8-year-old finds fossilized shark tooth

Family makes fascinating find at Lucy Vincent Beach following storm.


The beautiful beaches of Martha’s Vineyard are almost like one big scavenger hunt. There are so many wonders to find rolling in the beach break, or mixed in with multicolored pebbles: a rainbow of cloudy beach glass ground soft by the crashing waves, intricately patterned shells that look as if they were painted by Mother Nature’s brush, and of course, shark teeth.

For Enzo Eddy, an 8-year-old from Brooklyn who is a part-time Island resident, his scavenger hunt on Lucy Vincent Beach ended with quite a bit of excitement, after he found a fossilized shark tooth peeking out from underneath the sand. 

With erosion being such a major problem on the Vineyard, particularly for the crumbling clay cliffs up-Island, it is important to note that all these activities can be fun and successful without having to disturb the ancient cliffside.

“We often wait until after it’s really windy or wavy, because we expect the cliffs may have eroded a little more,” Elena Azzoni, Enzo’s mom, said. “We always make sure not to disturb the cliffs or any of the dunes, but what a lot of people don’t realize is that you don’t actually have to dig for shark teeth — you can just find them on the surface of the sand.”

According to Azzoni, shark teeth tend to sit on the top of the sand because they are so light, and can be easily moved by the waves. “You really don’t need to go and mess with the cliffs at all, you just kind of walk by and look for little pieces of something sharp that don’t quite look like rocks sticking up out of the sand,” Azzoni said.

The family asked various friends who are also avid shark teeth scavengers, and none of them could identify the species of shark that shed the tooth, Azzoni said.

She wondered if The Times could identify the species, so we sent a picture to shark expert Greg Skomal, who said he believes the tooth to be a fossil, although he could not identify the species of shark.
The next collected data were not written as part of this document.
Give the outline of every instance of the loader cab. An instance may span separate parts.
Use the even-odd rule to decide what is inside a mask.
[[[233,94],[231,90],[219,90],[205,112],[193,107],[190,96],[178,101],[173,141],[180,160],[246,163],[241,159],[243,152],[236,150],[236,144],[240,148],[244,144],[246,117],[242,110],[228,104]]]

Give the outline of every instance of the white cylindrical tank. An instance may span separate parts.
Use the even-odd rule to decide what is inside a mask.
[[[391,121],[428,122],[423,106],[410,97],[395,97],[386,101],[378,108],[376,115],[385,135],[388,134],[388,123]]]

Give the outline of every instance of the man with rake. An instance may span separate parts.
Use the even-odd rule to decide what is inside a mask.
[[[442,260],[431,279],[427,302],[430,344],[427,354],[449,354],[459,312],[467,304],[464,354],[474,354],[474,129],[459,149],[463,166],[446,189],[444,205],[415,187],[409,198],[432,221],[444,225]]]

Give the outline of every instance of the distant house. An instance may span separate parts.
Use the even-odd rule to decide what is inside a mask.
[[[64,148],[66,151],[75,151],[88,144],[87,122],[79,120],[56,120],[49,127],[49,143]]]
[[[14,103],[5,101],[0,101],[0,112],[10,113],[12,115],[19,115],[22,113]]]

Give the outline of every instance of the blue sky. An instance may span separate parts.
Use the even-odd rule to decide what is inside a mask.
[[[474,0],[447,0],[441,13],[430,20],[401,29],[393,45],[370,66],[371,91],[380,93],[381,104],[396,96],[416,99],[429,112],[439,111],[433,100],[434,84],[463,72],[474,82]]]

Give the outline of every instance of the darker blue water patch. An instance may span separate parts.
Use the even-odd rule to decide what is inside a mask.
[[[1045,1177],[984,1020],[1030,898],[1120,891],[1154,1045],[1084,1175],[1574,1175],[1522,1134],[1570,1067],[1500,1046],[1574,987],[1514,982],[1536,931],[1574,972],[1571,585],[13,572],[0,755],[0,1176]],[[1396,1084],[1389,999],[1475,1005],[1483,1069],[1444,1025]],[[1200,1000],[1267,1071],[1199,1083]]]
He said he would ask around to some of his paleontologist friends and see if they can provide any assistance, but offered no answers by presstime.

Enzo said he has been looking for shark teeth with his family for about three years, his mother for seven years, and his father for 15 years. 
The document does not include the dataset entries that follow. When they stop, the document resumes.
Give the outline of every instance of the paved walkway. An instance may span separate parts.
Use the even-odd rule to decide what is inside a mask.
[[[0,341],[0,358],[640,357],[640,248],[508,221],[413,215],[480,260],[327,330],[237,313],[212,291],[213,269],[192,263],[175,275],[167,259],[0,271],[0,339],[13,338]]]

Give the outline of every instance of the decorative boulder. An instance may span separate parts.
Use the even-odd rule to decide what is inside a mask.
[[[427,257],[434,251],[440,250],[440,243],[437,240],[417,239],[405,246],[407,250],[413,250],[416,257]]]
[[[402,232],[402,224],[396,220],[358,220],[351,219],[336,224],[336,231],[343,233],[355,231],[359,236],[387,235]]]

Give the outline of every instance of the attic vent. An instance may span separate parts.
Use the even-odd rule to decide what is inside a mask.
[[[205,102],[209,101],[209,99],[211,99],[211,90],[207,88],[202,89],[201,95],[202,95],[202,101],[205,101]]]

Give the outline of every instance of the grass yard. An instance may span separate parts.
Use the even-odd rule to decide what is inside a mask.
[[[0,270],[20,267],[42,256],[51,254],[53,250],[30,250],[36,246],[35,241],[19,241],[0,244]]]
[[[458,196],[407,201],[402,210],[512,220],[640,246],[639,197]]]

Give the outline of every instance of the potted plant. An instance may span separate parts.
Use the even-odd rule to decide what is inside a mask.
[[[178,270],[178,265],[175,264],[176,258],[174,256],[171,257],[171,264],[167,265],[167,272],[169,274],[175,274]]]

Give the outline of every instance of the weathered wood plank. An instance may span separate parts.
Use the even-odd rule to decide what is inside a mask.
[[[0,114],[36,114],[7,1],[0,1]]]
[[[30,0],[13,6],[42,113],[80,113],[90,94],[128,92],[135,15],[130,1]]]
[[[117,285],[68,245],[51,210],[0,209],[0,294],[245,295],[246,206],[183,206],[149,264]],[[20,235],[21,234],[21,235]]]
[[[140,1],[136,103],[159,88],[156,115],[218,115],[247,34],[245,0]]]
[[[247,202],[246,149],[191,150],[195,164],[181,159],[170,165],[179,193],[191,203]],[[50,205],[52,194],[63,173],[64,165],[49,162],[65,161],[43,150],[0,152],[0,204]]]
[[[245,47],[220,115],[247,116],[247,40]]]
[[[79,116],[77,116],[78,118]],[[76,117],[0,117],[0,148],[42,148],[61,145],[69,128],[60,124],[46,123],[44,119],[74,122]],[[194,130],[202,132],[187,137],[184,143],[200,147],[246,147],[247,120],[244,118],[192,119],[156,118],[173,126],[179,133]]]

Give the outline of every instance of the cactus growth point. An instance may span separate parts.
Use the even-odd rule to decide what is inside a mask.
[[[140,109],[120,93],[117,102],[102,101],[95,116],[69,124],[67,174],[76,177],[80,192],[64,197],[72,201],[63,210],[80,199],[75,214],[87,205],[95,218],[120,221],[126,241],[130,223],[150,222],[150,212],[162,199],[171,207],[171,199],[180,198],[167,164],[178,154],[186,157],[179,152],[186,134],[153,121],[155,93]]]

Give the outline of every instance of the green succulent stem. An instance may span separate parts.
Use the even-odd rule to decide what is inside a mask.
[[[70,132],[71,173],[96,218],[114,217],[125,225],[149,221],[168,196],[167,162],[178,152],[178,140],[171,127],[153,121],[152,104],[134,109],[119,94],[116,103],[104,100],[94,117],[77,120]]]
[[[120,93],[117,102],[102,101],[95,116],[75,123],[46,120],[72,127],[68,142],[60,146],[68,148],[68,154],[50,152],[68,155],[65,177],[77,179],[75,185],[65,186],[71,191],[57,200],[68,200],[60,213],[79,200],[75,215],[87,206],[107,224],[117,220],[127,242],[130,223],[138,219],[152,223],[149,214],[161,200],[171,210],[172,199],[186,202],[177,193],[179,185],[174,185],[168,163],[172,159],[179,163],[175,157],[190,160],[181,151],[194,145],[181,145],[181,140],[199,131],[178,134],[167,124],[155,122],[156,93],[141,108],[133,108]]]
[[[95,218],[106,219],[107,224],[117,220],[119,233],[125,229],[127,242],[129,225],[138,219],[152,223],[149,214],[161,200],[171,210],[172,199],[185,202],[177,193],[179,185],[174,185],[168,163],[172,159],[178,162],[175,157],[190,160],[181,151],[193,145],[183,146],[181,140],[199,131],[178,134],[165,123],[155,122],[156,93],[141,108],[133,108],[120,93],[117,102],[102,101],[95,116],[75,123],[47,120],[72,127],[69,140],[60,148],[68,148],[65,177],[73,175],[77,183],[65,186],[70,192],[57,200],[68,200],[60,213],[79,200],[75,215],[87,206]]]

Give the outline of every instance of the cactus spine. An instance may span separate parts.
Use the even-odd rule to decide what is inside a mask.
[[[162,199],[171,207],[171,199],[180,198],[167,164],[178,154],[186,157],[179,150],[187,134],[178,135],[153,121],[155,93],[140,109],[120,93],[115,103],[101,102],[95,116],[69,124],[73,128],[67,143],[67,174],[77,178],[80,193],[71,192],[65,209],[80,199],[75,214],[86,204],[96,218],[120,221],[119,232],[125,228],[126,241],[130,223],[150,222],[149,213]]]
“My dad has been here living on the Island for like so long, so he has been going for a really long time,” Enzo said.

Sometimes, Enzo said, he goes shark tooth hunting with his mom, sometimes with his dad, and sometimes as a whole family, along with their dog, Max. 

Although Enzo said he has never found a tooth of this size, he did find what he believed to be a great white shark tooth, indicated by the razor-sharp barbs that surrounded the edge of the tooth. 

“It was maybe three-quarters of the size of this tooth, and it had little tiny teeth like little blades on the sides; that’s why I thought it was a great white,” Enzo said.

The moment that Enzo found the fossilized tooth was, according to him, filled with joy and excitement. “We were all going along the beach looking through the sand, and we just saw this pointy thing that didn’t look like a rock. So we brushed it off and were just so surprised,” Enzo said.

Based on the size and shape, Enzo said he thinks the fossilized tooth might be from a mako shark, but he’s not quite sure.

Enzo said he really likes to read about sharks and learn about them in school, but not as much as his friend, Logan, whose passion for sharks is unparalleled. “He loves sharks so much it seems like he wants a shark for every birthday,” Enzo said.

Although Enzo said finding shark teeth on the beach isn’t entirely unheard-of, he knows of plenty of folks that have never found a single tooth. “I showed the tooth to someone on the beach, and they were so impressed and said they had never found one before,” he said.

Enzo said his greatest enjoyment with searching for shark teeth is being able to spend time with his family on the beach, along with keeping the shark teeth as mementos of his time spent scouring the beach. 

“I’m planning to maybe give the tooth to my kids when I am older and tell them to keep passing it on,” Enzo said. “You can also make shark teeth into cool necklaces and bracelets.”